The X-Men franchise is built upon themes of acceptance and diversity, so Marvel Comics is always going to take a dim view of any creator whose conduct violates these concepts. Take X-Men: Gold #1; here, artist Ardian Syaf peppered his artwork with references to Indonesian politics that resulted in him being fired from the series and Marvel recalling the affected print run.

What was so bad about these unauthorized additions to X-Men: Gold #1? Well, one of the most prominent nods to the political turmoil in Syaf’s hometown of Jakarta was a nod to a verse in the Qur’an that isn’t exactly flattering towards Christians or Jews. Confronted with this knowledge by outraged readers, Marvel could hardly continue to employ Syaf on its most pro-inclusivity title, nor leave the issue itself in circulation.

Although All Star Batman and Robin, the Boy Wonder was aimed at mature readers, this polarizing Frank Miller/Jim Lee series was still subjected to censorship by DC editorial. Specifically, the powers that be mandated that the profanity in All Star Batman and Robin #10 be redacted with black bars, which were overlaid on top of the actual curse words.

Art Paper Photo Book Printing

The only problem? The black bars reproduced slightly lighter than the text underneath them when printed, leaving each and every F-bomb clear as day. Embarrassed, the publisher quickly arranged for the issues to be pulped. Meanwhile, Miller (a noted maverick) appeared to find the whole debacle highly amusing.

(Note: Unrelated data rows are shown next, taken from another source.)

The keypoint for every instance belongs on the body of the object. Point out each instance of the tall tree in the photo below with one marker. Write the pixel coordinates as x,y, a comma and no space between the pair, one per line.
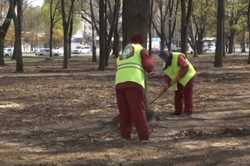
248,25
235,11
103,32
4,28
220,34
53,17
186,11
67,8
135,19
202,12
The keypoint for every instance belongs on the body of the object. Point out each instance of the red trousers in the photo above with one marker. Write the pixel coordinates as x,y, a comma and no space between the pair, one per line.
131,107
184,94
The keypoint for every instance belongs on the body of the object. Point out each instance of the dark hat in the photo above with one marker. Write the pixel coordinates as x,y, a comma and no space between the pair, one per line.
137,38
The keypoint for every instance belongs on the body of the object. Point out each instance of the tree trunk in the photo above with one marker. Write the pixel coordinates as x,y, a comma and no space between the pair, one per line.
50,39
102,39
248,26
93,44
162,42
116,45
1,50
220,34
70,35
4,28
67,19
150,26
200,43
66,51
135,20
185,16
231,43
51,27
18,36
243,44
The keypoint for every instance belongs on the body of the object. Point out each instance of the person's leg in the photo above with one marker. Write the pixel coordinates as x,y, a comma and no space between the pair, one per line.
135,97
188,97
124,115
178,100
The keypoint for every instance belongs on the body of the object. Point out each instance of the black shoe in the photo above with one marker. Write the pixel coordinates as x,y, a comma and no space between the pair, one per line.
176,113
188,113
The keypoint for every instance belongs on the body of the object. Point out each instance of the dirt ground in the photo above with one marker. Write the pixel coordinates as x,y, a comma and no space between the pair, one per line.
55,117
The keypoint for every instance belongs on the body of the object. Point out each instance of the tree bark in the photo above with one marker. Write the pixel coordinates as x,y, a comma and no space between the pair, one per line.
93,44
220,34
4,28
102,35
66,28
231,43
243,43
18,36
186,11
135,19
51,27
1,50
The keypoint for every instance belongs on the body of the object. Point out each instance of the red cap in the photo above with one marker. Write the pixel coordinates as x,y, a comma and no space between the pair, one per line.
137,38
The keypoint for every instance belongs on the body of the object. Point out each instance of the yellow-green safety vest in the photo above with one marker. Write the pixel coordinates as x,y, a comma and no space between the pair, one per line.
129,65
172,71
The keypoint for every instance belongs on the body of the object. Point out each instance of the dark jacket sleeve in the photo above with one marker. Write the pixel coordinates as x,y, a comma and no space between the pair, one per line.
147,61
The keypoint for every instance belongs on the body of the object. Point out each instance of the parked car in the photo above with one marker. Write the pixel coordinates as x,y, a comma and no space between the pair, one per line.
81,50
46,52
8,51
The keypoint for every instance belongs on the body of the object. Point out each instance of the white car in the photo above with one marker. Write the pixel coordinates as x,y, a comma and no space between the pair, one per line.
8,51
82,50
46,52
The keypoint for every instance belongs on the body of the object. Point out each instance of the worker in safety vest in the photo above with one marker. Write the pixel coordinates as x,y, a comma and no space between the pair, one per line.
130,83
179,74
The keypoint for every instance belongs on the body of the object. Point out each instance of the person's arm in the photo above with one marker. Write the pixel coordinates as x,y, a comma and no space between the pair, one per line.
167,83
183,67
147,61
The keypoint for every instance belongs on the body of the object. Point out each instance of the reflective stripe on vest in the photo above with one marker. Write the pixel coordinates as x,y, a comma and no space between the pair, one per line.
172,71
131,69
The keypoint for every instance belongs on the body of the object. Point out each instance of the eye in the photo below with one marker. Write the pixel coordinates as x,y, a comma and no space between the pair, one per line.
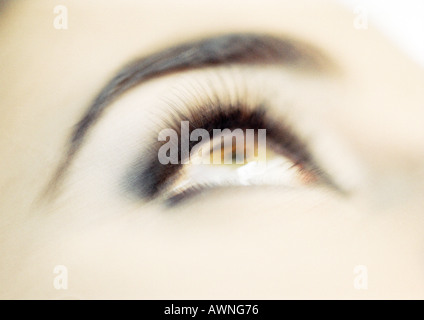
241,145
245,168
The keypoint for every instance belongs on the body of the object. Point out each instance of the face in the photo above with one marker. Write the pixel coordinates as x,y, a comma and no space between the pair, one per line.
336,213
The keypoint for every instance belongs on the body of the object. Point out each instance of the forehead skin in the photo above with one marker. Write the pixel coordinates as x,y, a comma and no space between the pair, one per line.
304,244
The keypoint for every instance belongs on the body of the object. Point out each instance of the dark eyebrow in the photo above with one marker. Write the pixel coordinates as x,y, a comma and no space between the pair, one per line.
220,50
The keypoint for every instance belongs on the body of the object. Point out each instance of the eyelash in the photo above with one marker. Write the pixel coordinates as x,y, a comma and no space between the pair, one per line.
149,179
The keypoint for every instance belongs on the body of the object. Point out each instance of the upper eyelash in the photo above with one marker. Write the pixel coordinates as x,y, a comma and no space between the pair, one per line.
148,177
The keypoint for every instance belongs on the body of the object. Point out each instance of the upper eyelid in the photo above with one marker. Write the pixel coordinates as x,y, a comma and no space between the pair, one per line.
226,49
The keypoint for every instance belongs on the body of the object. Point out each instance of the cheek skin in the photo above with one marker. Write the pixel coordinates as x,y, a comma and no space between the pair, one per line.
260,243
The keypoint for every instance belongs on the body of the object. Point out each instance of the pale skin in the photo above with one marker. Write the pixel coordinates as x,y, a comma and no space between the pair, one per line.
235,243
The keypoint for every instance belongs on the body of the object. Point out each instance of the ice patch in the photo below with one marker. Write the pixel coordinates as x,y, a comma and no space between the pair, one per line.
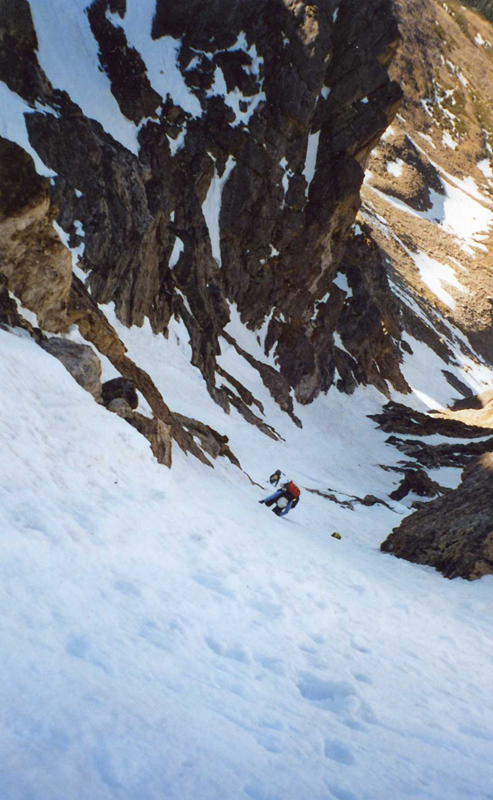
311,159
434,274
68,53
212,206
176,252
159,55
13,125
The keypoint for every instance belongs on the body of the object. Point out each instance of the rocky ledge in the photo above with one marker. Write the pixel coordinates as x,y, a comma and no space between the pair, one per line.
454,533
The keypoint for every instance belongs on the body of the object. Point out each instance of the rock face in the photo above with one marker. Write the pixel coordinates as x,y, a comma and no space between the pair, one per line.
80,360
32,255
454,533
245,195
120,388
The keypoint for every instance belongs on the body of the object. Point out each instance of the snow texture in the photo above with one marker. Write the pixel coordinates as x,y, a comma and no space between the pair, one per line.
311,158
212,206
162,648
13,125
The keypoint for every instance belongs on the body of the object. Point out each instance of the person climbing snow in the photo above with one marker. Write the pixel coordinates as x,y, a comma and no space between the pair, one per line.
275,477
285,499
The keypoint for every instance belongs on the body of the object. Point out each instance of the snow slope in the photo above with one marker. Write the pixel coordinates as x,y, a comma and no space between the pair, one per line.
164,636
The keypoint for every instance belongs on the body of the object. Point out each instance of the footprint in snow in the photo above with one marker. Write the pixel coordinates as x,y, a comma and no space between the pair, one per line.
339,697
337,751
236,653
127,588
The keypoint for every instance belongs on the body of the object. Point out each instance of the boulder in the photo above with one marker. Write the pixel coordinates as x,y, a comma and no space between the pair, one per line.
119,406
80,360
158,433
120,389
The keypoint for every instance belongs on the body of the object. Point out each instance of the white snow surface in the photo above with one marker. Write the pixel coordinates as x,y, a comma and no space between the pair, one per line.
435,274
68,53
164,636
461,210
13,125
211,206
395,167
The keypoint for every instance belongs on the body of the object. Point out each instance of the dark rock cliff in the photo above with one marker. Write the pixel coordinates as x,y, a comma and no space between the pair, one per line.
454,533
293,95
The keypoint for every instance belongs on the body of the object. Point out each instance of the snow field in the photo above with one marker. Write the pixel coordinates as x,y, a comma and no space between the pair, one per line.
167,637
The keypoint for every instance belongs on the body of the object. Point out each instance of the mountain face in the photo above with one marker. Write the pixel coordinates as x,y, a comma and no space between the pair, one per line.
204,162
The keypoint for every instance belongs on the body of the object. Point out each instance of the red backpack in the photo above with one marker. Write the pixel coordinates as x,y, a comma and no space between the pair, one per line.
292,489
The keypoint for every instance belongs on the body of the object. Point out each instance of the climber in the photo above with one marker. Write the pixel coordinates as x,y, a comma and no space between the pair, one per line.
289,492
275,477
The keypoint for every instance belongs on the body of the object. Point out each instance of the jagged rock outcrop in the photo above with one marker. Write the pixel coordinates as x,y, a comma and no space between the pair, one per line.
78,359
398,418
120,388
249,198
32,256
454,533
417,481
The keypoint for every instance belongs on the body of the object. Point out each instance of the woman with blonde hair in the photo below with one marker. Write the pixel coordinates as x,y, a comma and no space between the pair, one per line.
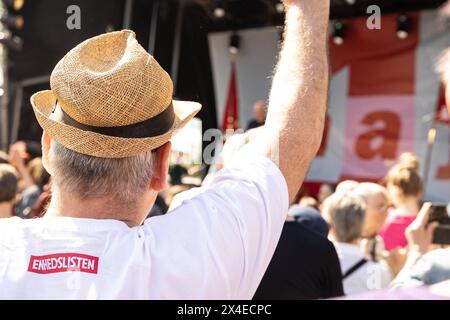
404,186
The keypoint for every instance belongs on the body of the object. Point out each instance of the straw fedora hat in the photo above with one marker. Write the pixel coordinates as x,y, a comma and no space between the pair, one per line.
109,98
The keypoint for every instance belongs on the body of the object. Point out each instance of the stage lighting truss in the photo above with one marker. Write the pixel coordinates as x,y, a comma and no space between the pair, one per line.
403,26
235,42
339,32
10,22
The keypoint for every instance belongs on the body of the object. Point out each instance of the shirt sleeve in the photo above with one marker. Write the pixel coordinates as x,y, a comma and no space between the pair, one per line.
331,284
218,244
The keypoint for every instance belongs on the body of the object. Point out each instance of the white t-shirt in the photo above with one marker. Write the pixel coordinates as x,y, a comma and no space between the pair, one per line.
214,246
370,276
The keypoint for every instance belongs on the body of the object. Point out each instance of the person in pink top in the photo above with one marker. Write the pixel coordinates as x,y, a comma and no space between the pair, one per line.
405,189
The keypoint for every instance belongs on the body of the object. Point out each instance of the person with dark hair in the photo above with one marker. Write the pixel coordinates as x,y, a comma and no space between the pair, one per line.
107,123
305,264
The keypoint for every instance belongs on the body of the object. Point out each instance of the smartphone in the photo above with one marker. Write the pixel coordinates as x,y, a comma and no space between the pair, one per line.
441,234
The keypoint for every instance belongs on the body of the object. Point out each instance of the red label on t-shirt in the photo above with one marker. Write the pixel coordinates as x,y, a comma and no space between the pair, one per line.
63,262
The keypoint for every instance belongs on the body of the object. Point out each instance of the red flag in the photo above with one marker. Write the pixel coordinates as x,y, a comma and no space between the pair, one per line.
231,116
442,115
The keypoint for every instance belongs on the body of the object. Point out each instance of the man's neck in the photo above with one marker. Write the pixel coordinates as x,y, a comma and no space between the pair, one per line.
70,206
6,210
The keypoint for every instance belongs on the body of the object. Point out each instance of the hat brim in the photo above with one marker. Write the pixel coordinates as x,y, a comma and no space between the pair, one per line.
103,146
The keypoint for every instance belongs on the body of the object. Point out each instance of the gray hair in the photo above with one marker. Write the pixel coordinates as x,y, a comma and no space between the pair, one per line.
346,212
369,189
123,180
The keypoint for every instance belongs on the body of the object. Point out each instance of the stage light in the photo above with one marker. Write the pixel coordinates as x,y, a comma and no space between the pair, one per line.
11,42
15,4
403,26
339,33
235,42
219,9
10,21
279,7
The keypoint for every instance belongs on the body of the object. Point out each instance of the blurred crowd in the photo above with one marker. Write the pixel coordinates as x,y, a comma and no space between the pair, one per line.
353,237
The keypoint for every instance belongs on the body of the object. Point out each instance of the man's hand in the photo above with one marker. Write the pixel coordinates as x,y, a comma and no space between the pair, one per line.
418,234
295,120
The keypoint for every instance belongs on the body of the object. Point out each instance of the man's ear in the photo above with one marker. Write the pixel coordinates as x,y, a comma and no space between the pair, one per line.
160,167
46,143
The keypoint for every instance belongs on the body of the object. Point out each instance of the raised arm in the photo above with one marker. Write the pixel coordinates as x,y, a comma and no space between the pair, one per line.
294,126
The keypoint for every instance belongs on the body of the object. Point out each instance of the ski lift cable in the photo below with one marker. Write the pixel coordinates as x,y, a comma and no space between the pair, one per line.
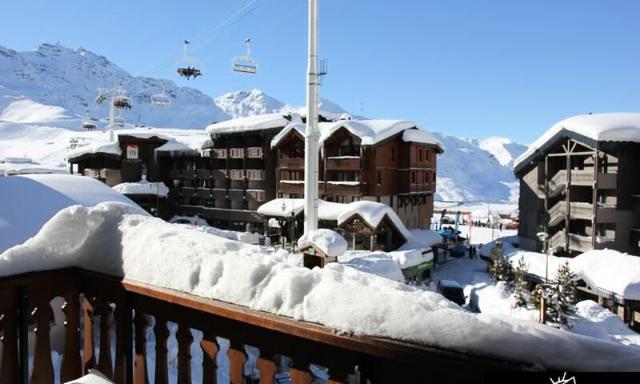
207,37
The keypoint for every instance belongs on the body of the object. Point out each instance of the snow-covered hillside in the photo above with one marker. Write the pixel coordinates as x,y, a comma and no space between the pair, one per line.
468,172
55,75
45,93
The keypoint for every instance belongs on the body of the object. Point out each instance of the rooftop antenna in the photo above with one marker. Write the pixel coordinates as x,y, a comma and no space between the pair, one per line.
245,63
312,134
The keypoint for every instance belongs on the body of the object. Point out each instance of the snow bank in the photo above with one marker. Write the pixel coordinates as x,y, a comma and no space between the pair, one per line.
143,187
599,127
146,249
610,270
107,147
328,241
376,263
30,201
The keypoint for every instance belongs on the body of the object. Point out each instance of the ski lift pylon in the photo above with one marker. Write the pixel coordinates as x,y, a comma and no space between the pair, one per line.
245,63
187,68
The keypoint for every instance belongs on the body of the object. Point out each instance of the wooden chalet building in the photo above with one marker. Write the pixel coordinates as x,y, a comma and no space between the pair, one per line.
579,183
388,161
232,175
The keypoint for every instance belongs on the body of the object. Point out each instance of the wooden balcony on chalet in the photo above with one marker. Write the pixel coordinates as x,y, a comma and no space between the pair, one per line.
343,163
111,316
291,162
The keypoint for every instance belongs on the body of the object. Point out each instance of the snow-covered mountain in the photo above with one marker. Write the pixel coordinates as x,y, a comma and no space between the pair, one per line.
53,87
468,172
55,75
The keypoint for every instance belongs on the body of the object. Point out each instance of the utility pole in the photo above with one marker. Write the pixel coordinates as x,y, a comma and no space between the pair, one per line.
312,133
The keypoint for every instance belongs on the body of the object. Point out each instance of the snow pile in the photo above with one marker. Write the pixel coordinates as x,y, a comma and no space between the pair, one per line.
376,263
326,240
149,250
596,321
599,127
143,187
610,270
373,213
28,111
30,201
103,147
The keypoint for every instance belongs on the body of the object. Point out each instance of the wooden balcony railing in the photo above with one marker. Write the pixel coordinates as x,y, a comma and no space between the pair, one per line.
124,311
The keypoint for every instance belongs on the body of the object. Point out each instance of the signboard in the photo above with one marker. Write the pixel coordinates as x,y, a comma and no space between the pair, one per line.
132,151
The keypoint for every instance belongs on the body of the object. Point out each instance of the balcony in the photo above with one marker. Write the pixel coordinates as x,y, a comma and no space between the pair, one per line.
291,186
343,163
126,310
291,162
345,188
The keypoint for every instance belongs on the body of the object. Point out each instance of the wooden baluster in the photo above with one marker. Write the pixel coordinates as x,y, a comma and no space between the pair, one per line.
121,326
42,364
300,377
71,360
105,364
267,369
162,333
237,360
209,354
185,338
140,364
9,370
89,356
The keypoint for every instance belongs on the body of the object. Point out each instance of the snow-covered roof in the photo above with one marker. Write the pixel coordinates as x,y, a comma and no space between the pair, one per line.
373,213
29,201
598,127
154,252
611,271
370,132
250,123
100,147
326,240
143,187
327,210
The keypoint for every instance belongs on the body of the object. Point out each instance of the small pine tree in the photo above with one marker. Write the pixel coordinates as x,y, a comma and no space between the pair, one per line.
521,292
566,293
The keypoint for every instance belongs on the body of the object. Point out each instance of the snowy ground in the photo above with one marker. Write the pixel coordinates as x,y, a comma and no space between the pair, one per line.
149,250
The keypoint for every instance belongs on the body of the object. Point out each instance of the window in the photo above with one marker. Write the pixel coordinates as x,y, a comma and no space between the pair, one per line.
254,152
255,174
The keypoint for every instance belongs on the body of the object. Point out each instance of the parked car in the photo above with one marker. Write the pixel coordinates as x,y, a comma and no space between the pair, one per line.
452,290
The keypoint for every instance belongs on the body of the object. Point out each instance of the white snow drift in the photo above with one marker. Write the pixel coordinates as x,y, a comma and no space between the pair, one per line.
109,238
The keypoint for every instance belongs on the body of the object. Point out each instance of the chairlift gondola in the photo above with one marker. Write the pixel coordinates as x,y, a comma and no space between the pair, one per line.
89,123
160,99
121,101
245,63
187,67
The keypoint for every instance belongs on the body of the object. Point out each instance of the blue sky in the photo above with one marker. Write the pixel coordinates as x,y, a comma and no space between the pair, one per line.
465,67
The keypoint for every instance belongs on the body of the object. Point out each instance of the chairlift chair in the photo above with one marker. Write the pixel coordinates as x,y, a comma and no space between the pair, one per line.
89,124
187,67
160,99
245,63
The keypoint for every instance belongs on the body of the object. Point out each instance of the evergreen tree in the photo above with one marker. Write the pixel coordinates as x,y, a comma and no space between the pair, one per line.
566,293
521,292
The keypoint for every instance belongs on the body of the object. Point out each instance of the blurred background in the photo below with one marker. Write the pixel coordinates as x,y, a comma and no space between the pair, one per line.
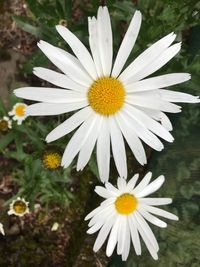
62,196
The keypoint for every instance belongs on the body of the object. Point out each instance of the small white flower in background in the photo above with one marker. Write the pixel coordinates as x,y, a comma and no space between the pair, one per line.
18,112
55,227
5,124
2,229
124,213
114,103
19,207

Wolverine #131 serves as a stark reminder of the devastating impact a simple typo can have. Misreading a handwritten amendment to Brian K. Vaughan’s script by editor Mark Powers, a letterer at Comicraft made it so that supervillain Viper referred to fellow baddie Sabretooth by an anti-Semitic slur.

Unlike the case of X-Men: Gold #1, this was an innocent mistake – Sabretooth isn’t even Jewish, so the slur doesn’t even make sense within the context it appears in. Yet while nobody at either Marvel or Comicraft lost their job over the error (to our knowledge, at least!), it still led to a lot of comics being destroyed.